While the Central Bank said in a report that dollar inflow into the country improved in the first half of the year, Africa’s largest economy external reserves printed lower again at $37.365 billion despite an increase in Brent crude oil price.
In the just concluded week, Brent crude oil price rose slightly by 3.1% to $97.56 per barrel while analysts noted that external reserves dropped by 0.4%. In the parallel market, the exchange rate worsened to N880 per United States dollar.
Some black market traders quoted as high as N900 in Lagos, according to channel checks conducted by MarketForces Africa. In Abuja, the highest price quote by black market traders was N880.
In Ibadan, a number of Bureau de change were actually short of dollar liquidity and yet they quoted a ‘fairy tale exchange rate”. A similar pattern was spotted in Lagos where some currencies trader quote rates randomly.

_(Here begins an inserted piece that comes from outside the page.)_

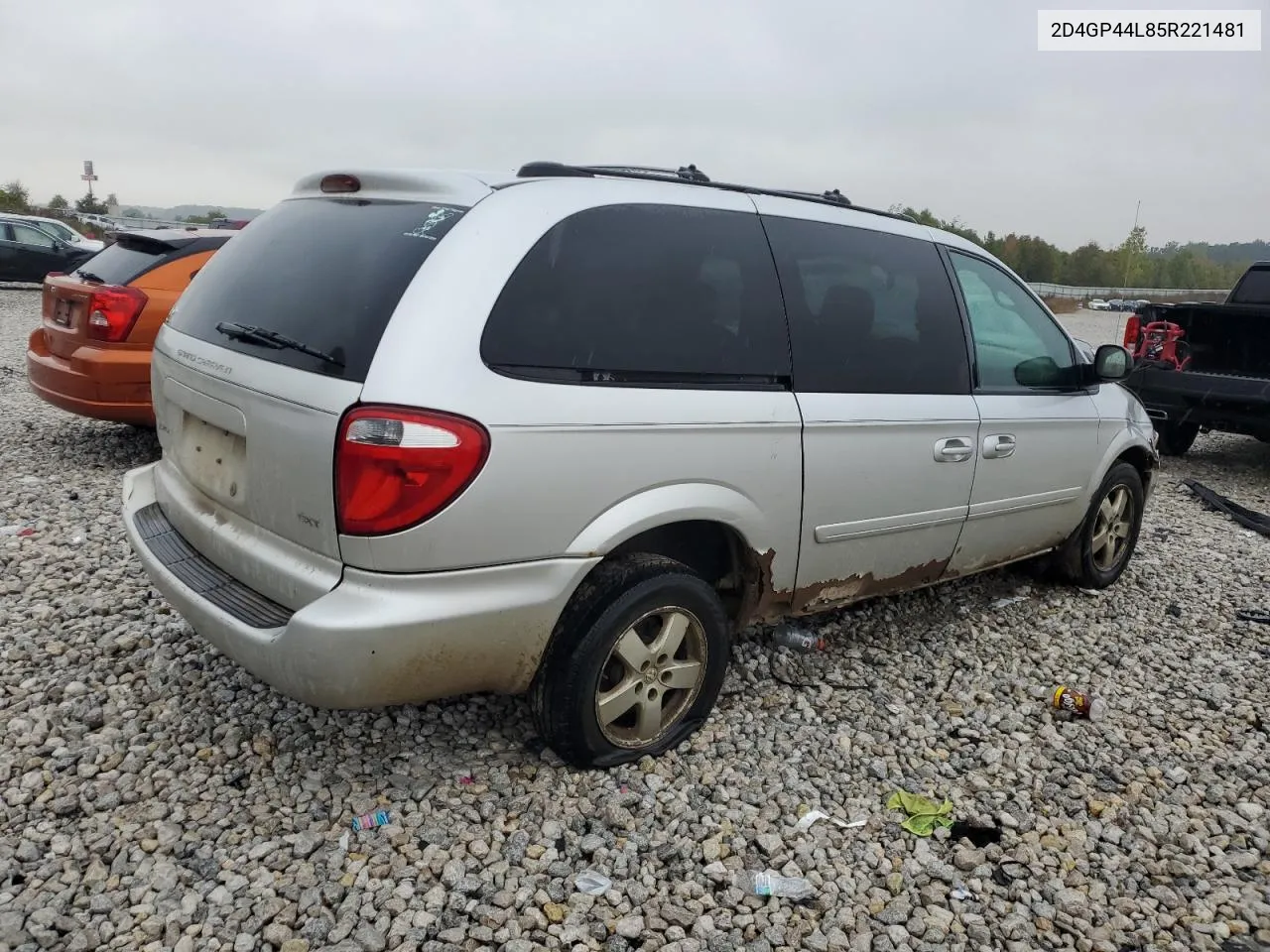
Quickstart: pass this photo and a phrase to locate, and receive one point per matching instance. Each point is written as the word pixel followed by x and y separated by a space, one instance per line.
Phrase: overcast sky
pixel 938 103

With the worsening black market rate, analysts stated that the disparity between the Nigerian Autonomous Foreign Exchange Fixing (NAFEX) and the parallel market rate has further widened. READ: Treasury Yield Tumbles as Naira Steady Against Dollar
Hoarded money has been injected into the economy via the black market following CBN’s deadline for exchanging old notes with new prints. At the best spot price in the parallel market, rates closed at ₦885.00, depreciating ₦125.00 in a week at a random price named by street traders.
Meanwhile, the volume of dollars transacted at the Investors and Exporters FX window inched higher by 5.3 to $389.0 million from $369.3m in the previous week, according to analysts’ notes.

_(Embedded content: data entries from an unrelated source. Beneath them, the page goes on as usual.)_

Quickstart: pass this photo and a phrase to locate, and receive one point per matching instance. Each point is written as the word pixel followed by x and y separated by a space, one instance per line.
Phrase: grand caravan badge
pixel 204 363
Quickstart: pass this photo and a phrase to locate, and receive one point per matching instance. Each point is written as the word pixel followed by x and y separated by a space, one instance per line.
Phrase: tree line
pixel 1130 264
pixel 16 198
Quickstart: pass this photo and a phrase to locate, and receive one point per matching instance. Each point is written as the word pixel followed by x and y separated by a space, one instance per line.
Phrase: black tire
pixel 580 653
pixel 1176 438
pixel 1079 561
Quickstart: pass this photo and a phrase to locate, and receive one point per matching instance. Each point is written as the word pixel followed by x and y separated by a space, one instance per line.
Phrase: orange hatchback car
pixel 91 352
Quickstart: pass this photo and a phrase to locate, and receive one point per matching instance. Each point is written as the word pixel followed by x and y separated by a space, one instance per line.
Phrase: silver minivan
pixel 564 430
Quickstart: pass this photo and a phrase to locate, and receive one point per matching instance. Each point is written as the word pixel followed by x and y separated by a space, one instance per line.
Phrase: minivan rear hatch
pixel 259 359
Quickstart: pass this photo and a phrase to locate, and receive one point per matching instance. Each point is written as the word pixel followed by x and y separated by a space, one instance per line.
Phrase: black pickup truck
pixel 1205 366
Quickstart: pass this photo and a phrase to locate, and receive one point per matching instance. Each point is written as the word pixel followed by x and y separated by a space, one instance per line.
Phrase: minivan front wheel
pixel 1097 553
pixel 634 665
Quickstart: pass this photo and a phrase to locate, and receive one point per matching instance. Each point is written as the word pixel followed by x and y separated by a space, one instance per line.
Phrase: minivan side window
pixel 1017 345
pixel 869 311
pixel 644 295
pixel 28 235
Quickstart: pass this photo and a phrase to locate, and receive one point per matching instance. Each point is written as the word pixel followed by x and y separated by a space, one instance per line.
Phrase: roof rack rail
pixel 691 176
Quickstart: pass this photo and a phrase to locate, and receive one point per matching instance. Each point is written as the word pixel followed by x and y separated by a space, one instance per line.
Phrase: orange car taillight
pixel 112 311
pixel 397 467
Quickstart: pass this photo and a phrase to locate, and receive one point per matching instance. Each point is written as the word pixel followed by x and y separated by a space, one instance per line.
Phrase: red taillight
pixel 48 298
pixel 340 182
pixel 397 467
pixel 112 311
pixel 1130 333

At the FMDQ Securities Exchange FX Futures Contract market the total value of open contracts of the Naira settled at $4.2 billion, up $50.0 million or 1.2% from $4.1 billion in the prior week, according to Afrinvest Limited.

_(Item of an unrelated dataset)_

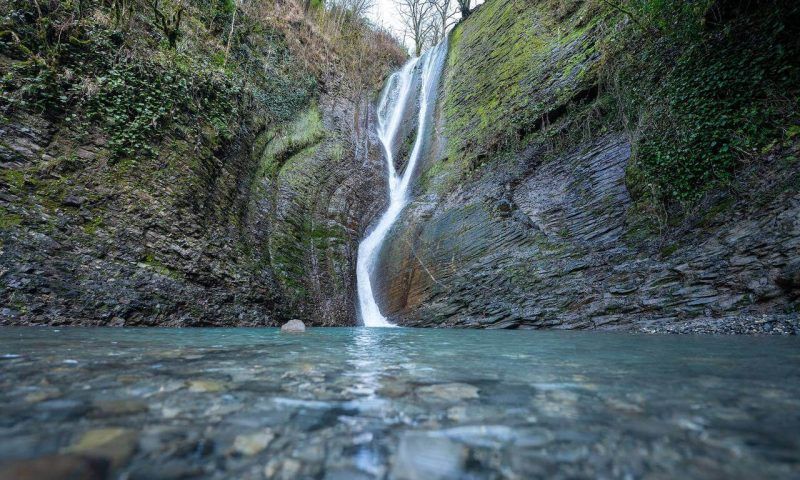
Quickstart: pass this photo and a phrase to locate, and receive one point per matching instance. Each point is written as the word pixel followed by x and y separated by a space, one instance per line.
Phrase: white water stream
pixel 391 109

The increase was supported by the addition of the APR 2024 and OCT 2024 instruments, market analysts added. The JUN 2024 instrument with a contract price of ₦508.00 received the most buying interest in the week with an additional subscription of $10.0 million which took the total value to $10.5 million.
On the other hand, the JAN 2024 instrument with a contract price of ₦489.80 was the least subscribed, with an additional subscription of $20.0 million for a total value of $45.0 billion, market analysts stated
At the Interbank foreign exchange forward Contracts market, the spot exchange rate cleared upward at N445 from N430 last week. Exchange rate in the Naira FX forward contracts markets traded in a mixed bag across all tenor contracts.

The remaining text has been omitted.